Abstract
BACKGROUND:
Cancer outcome disparities exist among Black, Indigenous, and people of color despite advancements in screening, detection, and treatment. In addition to racial and ethnic diversity, the U.S. population is experiencing shifts in sociodemographics, including a growing aging population, sex and gender identities, spiritual and religious belief systems, and divides between high- and low-income households.
OBJECTIVES:
This article provides a foundation for cultural humility as a clinical competency in nursing to improve the quality of cancer care.
METHODS:
CINAHL®, PubMed®, Google Scholar, and grey literature were searched using keywords, including cultural humility, cultural competence, nursing, nursing pipeline, nursing workforce, and health.
FINDINGS:
Retraining and retooling the nursing workforce promotes multiculturalism in oncology care and increases opportunities to provide more appropriate, patient-centered care to those living with cancer. Increasing the diversity of nursing faculty and staff, enhancing nursing curricula and education, and creating equitable relationships to support patient-centered care are initiatives to ensure high-quality care.
Keywords: cultural humility, diversity, health equity, nursing education, nursing workforce
DESPITE ADVANCEMENTS IN SCREENING, DETECTION, AND TREATMENT, cancer outcome disparities exist among Black, Indigenous, and people of color (BIPOC), as well as among other minoritized populations, such as individuals identifying as lesbian, gay, bisexual, transgender, or queer (LGBTQ+), those living in rural areas, and those living in poverty. These populations are disproportionately participating in healthy lifestyle behaviors, diagnosed at later stages of disease, and undertreated for cancer pain, among others, as compared to non-Hispanic White people (Diamant et al., 2000; Haynes & Smedley, 1999; Shay et al., 2012; Stein et al., 2016). Disparities are largely influenced by inequitable, intersectional, and multilevel social determinants of health (e.g., structural racism and discrimination, implicit and explicit biases, unequal access to care, unequal access to physical and built environment amenities) (Alcaraz et al., 2020). As such, the presence of these inequities equates to a patient safety issue, which can result in unnecessary patient deaths. For example, Black people living with colorectal cancer in racially segregated counties are more likely to die than their White counterparts (Poulson et al., 2021). High-quality cancer care is warranted for all patients with cancer, regardless of the intersecting identities or cultures with which they exist (Crenshaw, 1991; Hewitt et al., 2005; Levit et al., 2013). In health care, there are many opportunities to negate negative social determinants of health. One of the most tangible opportunities to promote health equity lies in approaching the care of all patients in a culturally humble manner, which involves acknowledgment and reduction of biases.
As evidenced by national and international reviews, most healthcare providers, including nurses, exhibit implicit and/or explicit biases (FitzGerald & Hurst, 2017; Hall et al., 2015; Zestcott et al., 2016). Healthcare providers can see skin color; hear inflections, tones, and languages spoken; and sense other differences from patient to patient. In fact, in one study of 245 nurses at Johns Hopkins Hospital—80% of whom identified as White—Haider et al. (2015) reported that more than 80% of nurses exhibited racial biases, and 90% exhibited classist biases as measured by Harvard’s Implicit Association Test. Biases toward such differences, whether implicit or explicit, can affect patient care and perceptions in a number of ways (e.g., patient–provider interactions, treatment decisions and adherence, health outcomes) (Hall et al., 2015; Maina et al., 2018). For example, Black breast cancer survivors believed that their racial identity was associated with discriminatory actions in the healthcare setting (Campesino et al., 2012). Some individuals who identify as LGBTQ+ delay cancer screening because of fear of discrimination, but also because of other factors, such as the wrongful assumption that screening is only for cisgender individuals and a discomfort with addressing biologic sex (Quinn et al., 2015). Similarly, a meta-analysis by Carriere et al. (2018) revealed that patients with cancer in rural areas may less frequently receive guideline-concordant treatment compared to urban-dwelling patients with cancer. Therefore, healthcare providers have a significant role to play in creating health equity.

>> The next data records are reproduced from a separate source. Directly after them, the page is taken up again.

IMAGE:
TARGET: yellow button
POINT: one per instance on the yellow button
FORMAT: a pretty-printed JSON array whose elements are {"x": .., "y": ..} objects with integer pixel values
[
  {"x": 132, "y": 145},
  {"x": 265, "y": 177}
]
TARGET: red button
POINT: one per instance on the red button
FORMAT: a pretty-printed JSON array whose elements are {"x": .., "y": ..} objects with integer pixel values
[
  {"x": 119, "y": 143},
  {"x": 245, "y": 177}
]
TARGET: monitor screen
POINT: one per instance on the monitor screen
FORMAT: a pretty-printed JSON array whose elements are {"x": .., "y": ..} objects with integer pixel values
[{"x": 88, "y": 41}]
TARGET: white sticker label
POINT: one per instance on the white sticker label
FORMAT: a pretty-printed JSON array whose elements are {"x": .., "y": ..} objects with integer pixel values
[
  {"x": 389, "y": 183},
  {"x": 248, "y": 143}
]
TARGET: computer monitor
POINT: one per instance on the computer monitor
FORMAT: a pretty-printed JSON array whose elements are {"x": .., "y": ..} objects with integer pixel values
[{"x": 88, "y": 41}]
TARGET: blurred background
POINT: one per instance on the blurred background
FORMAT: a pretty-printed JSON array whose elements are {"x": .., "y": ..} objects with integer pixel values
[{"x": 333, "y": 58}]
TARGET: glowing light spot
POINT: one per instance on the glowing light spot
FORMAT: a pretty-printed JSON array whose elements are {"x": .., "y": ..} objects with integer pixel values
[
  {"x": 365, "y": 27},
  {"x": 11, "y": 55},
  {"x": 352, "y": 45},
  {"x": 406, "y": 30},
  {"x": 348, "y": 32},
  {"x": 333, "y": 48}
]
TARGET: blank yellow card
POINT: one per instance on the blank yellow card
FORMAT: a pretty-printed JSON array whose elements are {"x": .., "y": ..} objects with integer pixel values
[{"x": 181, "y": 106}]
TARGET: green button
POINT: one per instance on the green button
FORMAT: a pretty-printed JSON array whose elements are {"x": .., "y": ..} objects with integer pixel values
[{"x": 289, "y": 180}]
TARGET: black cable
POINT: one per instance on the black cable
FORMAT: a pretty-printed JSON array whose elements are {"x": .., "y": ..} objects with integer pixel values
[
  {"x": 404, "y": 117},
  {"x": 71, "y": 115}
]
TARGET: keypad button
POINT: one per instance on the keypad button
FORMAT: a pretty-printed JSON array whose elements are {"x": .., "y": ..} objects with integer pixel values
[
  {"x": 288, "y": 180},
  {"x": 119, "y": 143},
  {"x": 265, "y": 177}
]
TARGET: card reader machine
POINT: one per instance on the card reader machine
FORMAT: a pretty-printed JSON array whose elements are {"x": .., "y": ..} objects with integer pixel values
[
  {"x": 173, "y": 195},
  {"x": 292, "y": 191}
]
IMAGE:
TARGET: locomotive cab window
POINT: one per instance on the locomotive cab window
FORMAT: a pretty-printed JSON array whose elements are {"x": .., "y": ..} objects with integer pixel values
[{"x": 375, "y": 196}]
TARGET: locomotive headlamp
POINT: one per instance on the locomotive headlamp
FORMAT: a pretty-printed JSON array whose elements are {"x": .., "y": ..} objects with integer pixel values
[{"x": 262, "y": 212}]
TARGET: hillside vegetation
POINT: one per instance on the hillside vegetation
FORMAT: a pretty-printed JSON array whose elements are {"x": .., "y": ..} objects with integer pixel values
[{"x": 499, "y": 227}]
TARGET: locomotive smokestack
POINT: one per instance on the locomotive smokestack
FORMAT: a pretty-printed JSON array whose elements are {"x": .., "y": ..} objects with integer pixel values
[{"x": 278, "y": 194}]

Nurses and other healthcare professionals who are responsible for the care of patients can retrain and retool themselves to provide culturally humble and anti-biased care to achieve health equity. Cultural humility is defined as “a lifelong commitment to self-evaluation and critique, to redressing power imbalances … and to developing mutually beneficial and non-paternalistic partnerships with communities on behalf of individuals and defined populations” (Tervalon & Murray-García, 1998, p. 123). Cultural humility surpasses the knowledge-based notion of cultural competence, which is often taught in health professional curricula and in annual competency-based trainings, and places emphasis on action to establish rapport that is conducive to excellent patient care and outcomes. It also heightens and redirects the notion of cultural sensitivity, sharing power and demanding reverence for the patient perspective in relation to decision-making around patient care. Inclusion of cultural humility in the care of minoritized patient populations may be a factor in eliminating healthcare disparities because culturally informed patient navigation has been associated with improved health outcomes among diverse patients (Jojola et al., 2017). This article provides a foundation for prioritizing cultural humility as a clinical competency of nursing, with the goal of galvanizing the nursing pipeline and workforce and fostering high-quality cancer care.
Methods
The authors evaluated peer-reviewed published articles that were identified through targeted searches in the CINAHL®, PubMed®, and Google Scholar databases. Keywords included cultural humility, cultural competence, nursing, nursing pipeline, nursing workforce, and health. In addition, grey literature (i.e., unpublished papers, government reports, and policy statements) were explored for supporting information. Included articles referenced cultural humility or cultural competence within the context of nursing education and workforce. Because of interest in identifying relevant literature, no date restrictions were applied to the search.
Findings
The findings presented in this article follow the central themes of opportunities in the nursing pipeline and workforce to implement principles of cultural humility.
Opportunities in the Nursing Pipeline
Globalization is rapidly changing the general makeup of the U.S. population. It is projected that by the year 2045, those identifying as BIPOC will no longer be the minority in the U.S. population (U.S. Census Bureau, 2017). In addition to racial and ethnic diversity, the U.S. population is also experiencing shifts in sociodemographic components, with a growing aging population, sex and gender identities, spiritual and religious belief systems, and divides between rich and poor households (Cohn & Caumont, 2016). However, today’s growing diversity has not been reciprocated in nursing education, nor are factors outside of race, ethnicity, age, sex assigned at birth, and gender identity routinely assessed at present as they relate to the demographics of these populations. Nursing has traditionally been and continues to be dominated by White females (see Table 1), even coloring nursing history with icons, such as Florence Nightingale and Clara Barton, often excluding leading and influential Black nurses, including Mary Secole and Mary Eliza Mahoney. In 2016, nursing faculty who identified as non-White accounted for less than 16% of faculty, whereas nursing students who identified as non-White accounted for less than 30% of students; men accounted for only about 7% of nursing faculty and less than 5% of nursing students (American Association of Colleges of Nursing, 2017). Although the data available about diversity in nursing are limited (e.g., detailing sex [although this variable may indicate gender identity at present], a limited number of racial and ethnic backgrounds), diversity in nursing faculty and students is severely lacking in schools of nursing.
TABLE 1.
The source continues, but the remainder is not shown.